Finnegan Smith: External Music Director

This was a rough year for all of us, but thankfully it was a great year for music. With many big-name artists withholding their music until tours and live events are back on the table, underground artists took the opportunity to make a name for themselves.

This was a personal year of musical discovery for me, as the pandemic provided me with a fair amount of free time. The pandemic brought me from a successful student actor and new intern at the MCASB to an online college student forced to grapple with the sudden termination of future endeavors and opportunities. I spent the first couple months of the pandemic living more or less in isolation as many of my housemates went home for the rest of the school year when the news of online learning came out. I took advantage of this free time by exploring niche genres, discovering foreign artists, and catching up on old classics. My obsession with consuming new music drew me to the Music Director position here at KCSB, where my new friends and colleagues have made isolated living much less lonely.

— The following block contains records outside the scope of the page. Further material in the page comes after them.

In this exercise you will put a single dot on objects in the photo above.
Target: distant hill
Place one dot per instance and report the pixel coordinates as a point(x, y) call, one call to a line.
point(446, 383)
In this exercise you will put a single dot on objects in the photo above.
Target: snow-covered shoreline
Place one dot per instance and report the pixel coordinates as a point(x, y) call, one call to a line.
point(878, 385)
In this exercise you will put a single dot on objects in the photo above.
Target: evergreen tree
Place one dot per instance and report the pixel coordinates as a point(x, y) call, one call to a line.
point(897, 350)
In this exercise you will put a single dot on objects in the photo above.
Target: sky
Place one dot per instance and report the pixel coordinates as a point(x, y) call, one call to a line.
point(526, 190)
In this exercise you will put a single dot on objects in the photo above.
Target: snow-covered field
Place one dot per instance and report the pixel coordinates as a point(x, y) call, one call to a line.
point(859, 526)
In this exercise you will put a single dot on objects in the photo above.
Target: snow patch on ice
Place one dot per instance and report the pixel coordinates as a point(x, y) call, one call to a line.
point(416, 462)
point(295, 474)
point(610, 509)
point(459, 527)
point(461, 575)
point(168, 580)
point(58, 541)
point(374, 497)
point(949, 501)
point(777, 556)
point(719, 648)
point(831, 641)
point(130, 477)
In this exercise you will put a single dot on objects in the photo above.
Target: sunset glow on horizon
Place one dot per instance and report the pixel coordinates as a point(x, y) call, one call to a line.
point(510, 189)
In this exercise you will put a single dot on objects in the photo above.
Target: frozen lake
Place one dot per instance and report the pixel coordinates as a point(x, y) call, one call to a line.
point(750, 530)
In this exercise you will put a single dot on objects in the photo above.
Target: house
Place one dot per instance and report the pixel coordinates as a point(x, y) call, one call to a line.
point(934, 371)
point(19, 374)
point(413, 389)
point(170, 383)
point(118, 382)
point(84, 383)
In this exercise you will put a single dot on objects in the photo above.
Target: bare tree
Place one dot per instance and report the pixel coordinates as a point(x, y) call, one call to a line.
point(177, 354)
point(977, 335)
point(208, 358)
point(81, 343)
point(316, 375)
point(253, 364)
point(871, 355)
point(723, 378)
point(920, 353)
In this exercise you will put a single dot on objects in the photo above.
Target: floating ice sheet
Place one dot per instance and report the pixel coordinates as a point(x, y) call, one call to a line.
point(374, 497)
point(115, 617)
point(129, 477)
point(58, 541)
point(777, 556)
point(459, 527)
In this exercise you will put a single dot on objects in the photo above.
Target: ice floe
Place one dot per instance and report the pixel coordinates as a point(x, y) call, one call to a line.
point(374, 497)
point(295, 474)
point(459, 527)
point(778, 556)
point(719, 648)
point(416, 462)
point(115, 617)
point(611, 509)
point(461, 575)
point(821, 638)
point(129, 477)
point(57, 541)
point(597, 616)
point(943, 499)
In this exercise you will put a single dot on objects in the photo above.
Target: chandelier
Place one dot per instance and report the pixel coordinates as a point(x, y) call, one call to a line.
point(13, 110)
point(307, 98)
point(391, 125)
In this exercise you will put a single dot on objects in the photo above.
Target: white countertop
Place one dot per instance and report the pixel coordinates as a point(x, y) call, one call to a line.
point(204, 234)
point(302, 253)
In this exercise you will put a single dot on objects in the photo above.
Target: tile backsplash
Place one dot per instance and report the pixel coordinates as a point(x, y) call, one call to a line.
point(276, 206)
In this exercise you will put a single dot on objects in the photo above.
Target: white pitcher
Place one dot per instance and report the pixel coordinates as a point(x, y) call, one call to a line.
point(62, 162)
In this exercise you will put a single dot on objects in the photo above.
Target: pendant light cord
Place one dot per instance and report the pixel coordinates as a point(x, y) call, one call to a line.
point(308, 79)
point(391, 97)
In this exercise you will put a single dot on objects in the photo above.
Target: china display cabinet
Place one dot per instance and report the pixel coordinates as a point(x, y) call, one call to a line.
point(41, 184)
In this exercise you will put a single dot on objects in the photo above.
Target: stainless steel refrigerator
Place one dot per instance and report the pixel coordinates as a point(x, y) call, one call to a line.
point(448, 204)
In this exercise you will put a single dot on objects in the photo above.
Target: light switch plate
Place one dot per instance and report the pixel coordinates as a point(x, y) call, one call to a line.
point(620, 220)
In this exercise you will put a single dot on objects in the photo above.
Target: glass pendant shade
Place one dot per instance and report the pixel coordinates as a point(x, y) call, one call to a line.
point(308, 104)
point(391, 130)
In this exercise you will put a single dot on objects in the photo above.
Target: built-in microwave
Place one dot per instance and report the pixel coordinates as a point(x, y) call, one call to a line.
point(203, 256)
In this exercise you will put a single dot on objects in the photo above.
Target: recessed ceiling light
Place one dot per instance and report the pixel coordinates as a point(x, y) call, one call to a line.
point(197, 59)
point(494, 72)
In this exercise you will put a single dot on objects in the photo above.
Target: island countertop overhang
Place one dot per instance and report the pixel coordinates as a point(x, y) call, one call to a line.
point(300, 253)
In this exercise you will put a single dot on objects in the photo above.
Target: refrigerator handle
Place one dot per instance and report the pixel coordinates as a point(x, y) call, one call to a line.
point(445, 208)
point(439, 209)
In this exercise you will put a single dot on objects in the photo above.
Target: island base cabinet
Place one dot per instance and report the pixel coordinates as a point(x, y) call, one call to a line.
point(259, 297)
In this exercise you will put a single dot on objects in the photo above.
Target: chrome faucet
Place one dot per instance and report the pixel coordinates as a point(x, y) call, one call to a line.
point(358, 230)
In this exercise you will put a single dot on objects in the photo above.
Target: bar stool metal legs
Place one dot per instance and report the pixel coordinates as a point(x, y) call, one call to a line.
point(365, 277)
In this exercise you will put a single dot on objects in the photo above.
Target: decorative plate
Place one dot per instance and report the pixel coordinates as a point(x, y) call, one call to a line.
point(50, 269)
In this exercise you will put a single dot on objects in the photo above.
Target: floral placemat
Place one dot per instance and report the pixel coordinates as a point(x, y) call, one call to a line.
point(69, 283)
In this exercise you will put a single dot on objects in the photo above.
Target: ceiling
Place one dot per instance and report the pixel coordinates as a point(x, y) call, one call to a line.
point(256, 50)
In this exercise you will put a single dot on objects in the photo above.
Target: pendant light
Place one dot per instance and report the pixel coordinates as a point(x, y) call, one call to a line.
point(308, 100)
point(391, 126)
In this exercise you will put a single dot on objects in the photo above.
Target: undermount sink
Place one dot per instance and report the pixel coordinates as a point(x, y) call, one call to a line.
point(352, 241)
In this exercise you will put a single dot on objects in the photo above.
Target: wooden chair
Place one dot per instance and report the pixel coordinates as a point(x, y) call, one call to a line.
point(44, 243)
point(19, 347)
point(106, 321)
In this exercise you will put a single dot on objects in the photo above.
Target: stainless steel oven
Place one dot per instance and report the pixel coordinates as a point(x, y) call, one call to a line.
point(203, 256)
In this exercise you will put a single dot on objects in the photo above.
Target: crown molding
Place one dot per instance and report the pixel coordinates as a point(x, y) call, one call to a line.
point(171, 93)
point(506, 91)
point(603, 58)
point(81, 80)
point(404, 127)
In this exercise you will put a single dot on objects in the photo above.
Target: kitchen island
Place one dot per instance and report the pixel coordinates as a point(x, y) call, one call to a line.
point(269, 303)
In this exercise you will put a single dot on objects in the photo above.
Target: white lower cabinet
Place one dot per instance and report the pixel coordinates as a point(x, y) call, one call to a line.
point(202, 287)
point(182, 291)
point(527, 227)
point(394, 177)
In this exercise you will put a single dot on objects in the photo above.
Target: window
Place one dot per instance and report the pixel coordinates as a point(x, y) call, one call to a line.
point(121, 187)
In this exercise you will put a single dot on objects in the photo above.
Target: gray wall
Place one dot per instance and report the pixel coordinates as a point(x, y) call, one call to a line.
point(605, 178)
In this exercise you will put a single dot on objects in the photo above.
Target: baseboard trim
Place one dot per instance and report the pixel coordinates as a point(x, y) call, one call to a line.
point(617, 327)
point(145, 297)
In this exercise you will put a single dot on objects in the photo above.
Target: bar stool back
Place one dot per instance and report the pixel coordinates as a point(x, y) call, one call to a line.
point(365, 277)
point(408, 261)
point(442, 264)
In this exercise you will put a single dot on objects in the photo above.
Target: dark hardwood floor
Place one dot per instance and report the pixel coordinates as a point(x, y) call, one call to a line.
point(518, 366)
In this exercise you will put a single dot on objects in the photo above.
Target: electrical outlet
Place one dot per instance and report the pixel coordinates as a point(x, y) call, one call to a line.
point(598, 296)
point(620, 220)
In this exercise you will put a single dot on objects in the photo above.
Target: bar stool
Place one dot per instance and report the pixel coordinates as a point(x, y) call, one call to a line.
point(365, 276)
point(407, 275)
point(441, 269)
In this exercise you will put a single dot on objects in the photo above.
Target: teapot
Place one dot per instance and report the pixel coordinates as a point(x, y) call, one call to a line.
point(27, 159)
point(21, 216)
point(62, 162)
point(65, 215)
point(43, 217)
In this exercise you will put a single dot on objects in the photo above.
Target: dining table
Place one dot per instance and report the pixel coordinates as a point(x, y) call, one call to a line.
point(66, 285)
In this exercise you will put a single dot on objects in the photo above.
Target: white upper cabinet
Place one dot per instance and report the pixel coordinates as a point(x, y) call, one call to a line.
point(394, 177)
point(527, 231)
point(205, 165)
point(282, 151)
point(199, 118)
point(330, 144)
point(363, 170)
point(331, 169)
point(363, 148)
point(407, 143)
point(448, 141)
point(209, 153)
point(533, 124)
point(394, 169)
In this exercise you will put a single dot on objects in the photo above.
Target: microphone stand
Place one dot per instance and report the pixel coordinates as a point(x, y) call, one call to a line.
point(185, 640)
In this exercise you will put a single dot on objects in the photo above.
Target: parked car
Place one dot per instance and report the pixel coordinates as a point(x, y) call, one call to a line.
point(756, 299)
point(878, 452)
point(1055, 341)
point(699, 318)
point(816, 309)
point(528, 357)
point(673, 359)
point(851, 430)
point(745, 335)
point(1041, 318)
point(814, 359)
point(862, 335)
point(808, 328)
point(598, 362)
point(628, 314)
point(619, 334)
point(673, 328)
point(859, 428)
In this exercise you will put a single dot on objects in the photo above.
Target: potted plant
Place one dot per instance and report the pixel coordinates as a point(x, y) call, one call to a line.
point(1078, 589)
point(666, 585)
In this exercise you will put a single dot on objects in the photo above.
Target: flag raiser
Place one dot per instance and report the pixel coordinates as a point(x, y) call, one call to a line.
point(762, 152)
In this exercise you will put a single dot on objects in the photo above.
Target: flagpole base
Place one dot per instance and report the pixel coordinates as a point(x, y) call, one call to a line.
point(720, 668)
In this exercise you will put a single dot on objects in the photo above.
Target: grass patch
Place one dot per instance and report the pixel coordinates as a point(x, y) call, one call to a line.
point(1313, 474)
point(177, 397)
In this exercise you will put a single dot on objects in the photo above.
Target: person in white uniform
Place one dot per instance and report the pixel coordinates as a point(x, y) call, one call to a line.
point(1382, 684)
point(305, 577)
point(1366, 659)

Here are my top 25 albums of the year, from artists who made this year a whole lot more manageable.

  1. Windswept Adan – Ichiko Aoba
  2. Visions of Bodies Being Burned – clipping.
  3. Ultimate Success Today – Protomartyr
  4. Fetch the Bolt Cutters – Fiona Apple
  5. Purple Moonlight Pages – R.A.P. Ferreira
  6. 真っ黒 – tricot
  7. Punisher – Phoebe Bridgers
  8. Notre-Dame-des-Sept-Douleurs – Klô Pelgag
  9. Alfredo – Freddie Gibbs & The Alchemist
  10. Sawayama – Rina Sawayama
  11. Phoenix: Flames Are Dew Upon My Skin – Eartheater
  12. RTJ4 – Run the Jewels
  13. Stray – Bambara
  14. Heaven to a Tortured Mind – Yves Tumor
  15. Charmed – DJ Sabrina the Teenage DJ
  16. Ho, Why Is You Here? – Flo Milli
  17. How I’m Feeling Now – Charli XCX
  18. Mestarin kynsi – Oranssi Pazuzu
  19. Couldn’t Wait to Tell You… – Liv.e
  20. NO – Boris
  21. Shore – Fleet Foxes
  22. What’s Tonight to Eternity – Cindy Lee
  23. NO DREAM – Jeff Rosenstock
  24. Brainworks – Dirty Bird
  25. Éons – Neptunian Maximalism

Honorable Mention: Because of a Flower – Ana Roxanne

 

The Music Department and the rest of KCSB’s Executive Committee wish you a peaceful and prosperous new year in 2021! May music keep us connected.